Je crois me rappeler que j’ai reçu 649,60 $ en argent comptant.

Il a reçu en argent comptant la somme de 620,55 $ qui figure sur le bordereau J216209, ainsi que la somme de 674,47 $ mentionnée sur le bordereau J216060.

[39] On lui a mentionné le bordereau T149356, où les mots “ 43 paquets d’huîtres ” ont été rayés et remplacés par la mention “ 645 livres ”. Il ne savait pas qui avait apporté les changements. Il a affirmé :

[TRADUCTION]

Pour autant que je me souvienne, cette mention avait déjà été rayée quand j’ai obtenu le bordereau.

Il ne savait pas pourquoi les mots “ cueillis à la main ” y figuraient.

[40] En ce qui concerne le bordereau T198401, qui montre des paiements de 637,50 $, il a dit qu’il s’était fait payer par chèque les huîtres livrées. Ce renseignement figurait cependant sur un bordereau de livraison de homards. De même, il a dit avoir reçu un chèque de 660 $ comme il est indiqué sur le bordereau T198403, daté du 15 septembre 1990, pour une livraison d’huîtres.

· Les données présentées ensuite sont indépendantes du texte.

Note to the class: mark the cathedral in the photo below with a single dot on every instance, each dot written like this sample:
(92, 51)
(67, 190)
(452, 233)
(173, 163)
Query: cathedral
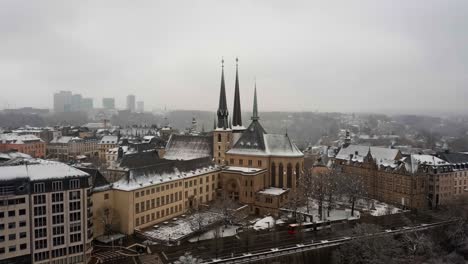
(258, 169)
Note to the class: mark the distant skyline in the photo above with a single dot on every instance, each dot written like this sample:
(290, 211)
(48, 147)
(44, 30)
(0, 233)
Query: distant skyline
(347, 56)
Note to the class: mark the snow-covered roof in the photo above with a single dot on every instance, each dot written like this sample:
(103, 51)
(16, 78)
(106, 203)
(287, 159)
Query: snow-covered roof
(64, 140)
(96, 125)
(234, 128)
(38, 170)
(272, 191)
(144, 178)
(358, 153)
(255, 141)
(14, 155)
(108, 140)
(188, 147)
(242, 169)
(429, 160)
(281, 145)
(12, 138)
(413, 161)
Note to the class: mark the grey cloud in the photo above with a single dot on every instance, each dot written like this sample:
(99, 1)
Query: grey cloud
(306, 55)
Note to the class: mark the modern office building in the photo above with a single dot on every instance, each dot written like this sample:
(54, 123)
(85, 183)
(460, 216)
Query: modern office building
(131, 103)
(45, 213)
(108, 103)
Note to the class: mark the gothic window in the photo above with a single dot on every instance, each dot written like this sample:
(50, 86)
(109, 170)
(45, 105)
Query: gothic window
(280, 174)
(273, 174)
(289, 176)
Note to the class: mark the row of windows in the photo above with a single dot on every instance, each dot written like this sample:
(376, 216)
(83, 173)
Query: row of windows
(12, 201)
(13, 248)
(172, 185)
(160, 201)
(13, 236)
(12, 225)
(249, 162)
(56, 197)
(157, 189)
(12, 213)
(56, 186)
(155, 215)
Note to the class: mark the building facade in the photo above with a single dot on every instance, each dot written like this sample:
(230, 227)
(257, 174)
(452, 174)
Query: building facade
(46, 214)
(153, 194)
(131, 103)
(29, 144)
(412, 181)
(69, 148)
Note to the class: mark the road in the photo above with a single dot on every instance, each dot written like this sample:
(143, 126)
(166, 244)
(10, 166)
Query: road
(272, 244)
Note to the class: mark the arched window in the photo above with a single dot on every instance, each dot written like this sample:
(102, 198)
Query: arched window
(289, 175)
(298, 172)
(280, 174)
(273, 174)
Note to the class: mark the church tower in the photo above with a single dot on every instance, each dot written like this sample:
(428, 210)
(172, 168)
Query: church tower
(237, 127)
(222, 134)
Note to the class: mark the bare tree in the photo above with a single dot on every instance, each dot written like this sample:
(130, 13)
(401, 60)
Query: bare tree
(188, 259)
(372, 250)
(108, 217)
(352, 186)
(417, 244)
(197, 223)
(229, 211)
(332, 190)
(296, 199)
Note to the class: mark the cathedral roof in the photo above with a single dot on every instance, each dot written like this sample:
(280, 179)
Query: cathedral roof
(188, 147)
(255, 141)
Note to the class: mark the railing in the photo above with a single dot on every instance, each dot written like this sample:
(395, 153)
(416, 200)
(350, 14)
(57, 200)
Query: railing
(298, 248)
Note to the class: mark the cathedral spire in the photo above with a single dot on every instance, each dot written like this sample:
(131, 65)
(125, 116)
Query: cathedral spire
(237, 118)
(255, 110)
(222, 113)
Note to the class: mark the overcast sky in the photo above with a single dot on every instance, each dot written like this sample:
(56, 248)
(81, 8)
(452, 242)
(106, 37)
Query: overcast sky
(305, 55)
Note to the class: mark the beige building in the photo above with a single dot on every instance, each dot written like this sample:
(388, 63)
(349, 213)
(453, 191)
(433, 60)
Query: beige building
(105, 144)
(255, 163)
(154, 194)
(413, 181)
(47, 215)
(70, 148)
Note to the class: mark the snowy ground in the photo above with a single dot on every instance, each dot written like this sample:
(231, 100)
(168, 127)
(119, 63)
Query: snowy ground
(228, 231)
(182, 227)
(334, 214)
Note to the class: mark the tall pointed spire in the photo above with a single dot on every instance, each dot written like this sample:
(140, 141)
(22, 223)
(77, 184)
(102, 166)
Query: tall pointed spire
(222, 113)
(237, 116)
(255, 110)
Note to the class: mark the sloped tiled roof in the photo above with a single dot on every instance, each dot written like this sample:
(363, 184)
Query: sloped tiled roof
(188, 147)
(358, 152)
(255, 141)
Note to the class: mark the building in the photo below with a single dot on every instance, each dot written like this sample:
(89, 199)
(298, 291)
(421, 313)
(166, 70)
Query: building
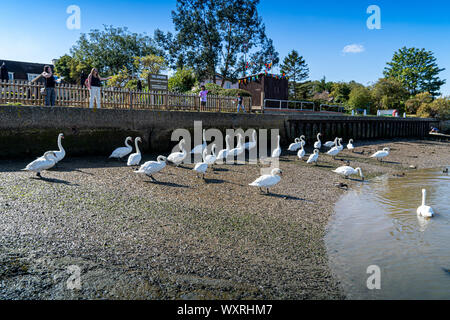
(265, 86)
(24, 71)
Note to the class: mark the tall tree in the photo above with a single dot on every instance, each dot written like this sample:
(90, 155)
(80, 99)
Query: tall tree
(295, 67)
(416, 69)
(213, 36)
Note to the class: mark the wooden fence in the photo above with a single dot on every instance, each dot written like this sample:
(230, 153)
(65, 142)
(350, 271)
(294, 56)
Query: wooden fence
(27, 93)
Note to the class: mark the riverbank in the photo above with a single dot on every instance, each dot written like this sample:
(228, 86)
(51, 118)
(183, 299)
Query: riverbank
(180, 238)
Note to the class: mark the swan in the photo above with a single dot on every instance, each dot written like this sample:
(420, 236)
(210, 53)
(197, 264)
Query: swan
(296, 145)
(331, 144)
(178, 157)
(277, 152)
(424, 210)
(135, 158)
(350, 145)
(268, 180)
(151, 167)
(314, 157)
(301, 153)
(201, 167)
(318, 143)
(45, 162)
(348, 171)
(119, 153)
(210, 159)
(224, 153)
(199, 148)
(251, 144)
(61, 153)
(381, 154)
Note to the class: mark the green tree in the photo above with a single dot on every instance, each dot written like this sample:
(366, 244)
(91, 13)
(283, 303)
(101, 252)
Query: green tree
(416, 69)
(295, 67)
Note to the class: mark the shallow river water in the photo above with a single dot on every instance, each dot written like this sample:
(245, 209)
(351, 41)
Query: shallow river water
(377, 225)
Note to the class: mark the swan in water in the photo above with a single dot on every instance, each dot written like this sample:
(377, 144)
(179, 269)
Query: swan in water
(201, 167)
(224, 152)
(381, 154)
(350, 145)
(347, 171)
(199, 149)
(331, 144)
(314, 157)
(178, 157)
(61, 153)
(301, 153)
(121, 152)
(135, 158)
(251, 144)
(424, 210)
(151, 167)
(45, 162)
(277, 152)
(268, 180)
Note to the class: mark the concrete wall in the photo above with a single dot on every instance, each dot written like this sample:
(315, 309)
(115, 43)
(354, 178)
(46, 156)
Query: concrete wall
(29, 131)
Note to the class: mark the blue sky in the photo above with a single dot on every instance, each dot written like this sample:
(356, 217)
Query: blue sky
(36, 30)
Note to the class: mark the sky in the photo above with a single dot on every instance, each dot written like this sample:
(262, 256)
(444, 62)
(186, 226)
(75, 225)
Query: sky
(332, 36)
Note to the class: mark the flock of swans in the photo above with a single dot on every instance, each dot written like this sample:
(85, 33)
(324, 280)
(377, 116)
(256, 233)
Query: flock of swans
(51, 158)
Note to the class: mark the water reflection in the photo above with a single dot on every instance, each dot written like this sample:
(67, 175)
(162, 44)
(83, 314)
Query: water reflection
(378, 225)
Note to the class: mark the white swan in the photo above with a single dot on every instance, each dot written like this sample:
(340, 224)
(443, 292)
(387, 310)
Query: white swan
(151, 167)
(424, 210)
(61, 153)
(301, 153)
(135, 158)
(313, 157)
(348, 171)
(277, 152)
(296, 145)
(178, 157)
(251, 144)
(381, 154)
(224, 152)
(350, 145)
(318, 143)
(199, 149)
(268, 180)
(201, 167)
(210, 159)
(331, 144)
(43, 163)
(119, 153)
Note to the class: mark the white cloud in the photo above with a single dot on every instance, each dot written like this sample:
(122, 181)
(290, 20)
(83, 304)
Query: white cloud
(353, 48)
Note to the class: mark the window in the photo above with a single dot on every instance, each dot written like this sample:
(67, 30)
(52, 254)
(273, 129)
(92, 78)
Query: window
(31, 76)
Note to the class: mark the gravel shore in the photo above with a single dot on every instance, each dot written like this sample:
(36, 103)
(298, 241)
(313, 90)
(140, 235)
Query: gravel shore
(180, 237)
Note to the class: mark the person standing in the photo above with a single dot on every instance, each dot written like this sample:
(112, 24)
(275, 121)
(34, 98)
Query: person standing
(240, 101)
(203, 96)
(94, 83)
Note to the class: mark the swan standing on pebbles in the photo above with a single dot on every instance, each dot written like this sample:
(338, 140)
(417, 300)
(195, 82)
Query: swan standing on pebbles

[41] On lui a mentionné le bordereau T198402, censé représenter un paiement de 645 $ pour des huîtres livrées le 8 septembre 1990, qui renvoyait au même chèque no 9593 du bordereau T198403, daté du 15 septembre 1990. Il a expliqué qu’il avait reçu un seul chèque en paiement de trois commandes.

[42] Pour ce qui est du bordereau T149269, qui comportait des modifications apportées à l’encre rouge, l’appelant ne pouvait pas expliquer ces changements. Il a ensuite affirmé ne pas avoir livré de palourdes américaines à ce moment-là et avoir reçu les 643 $ en argent comptant.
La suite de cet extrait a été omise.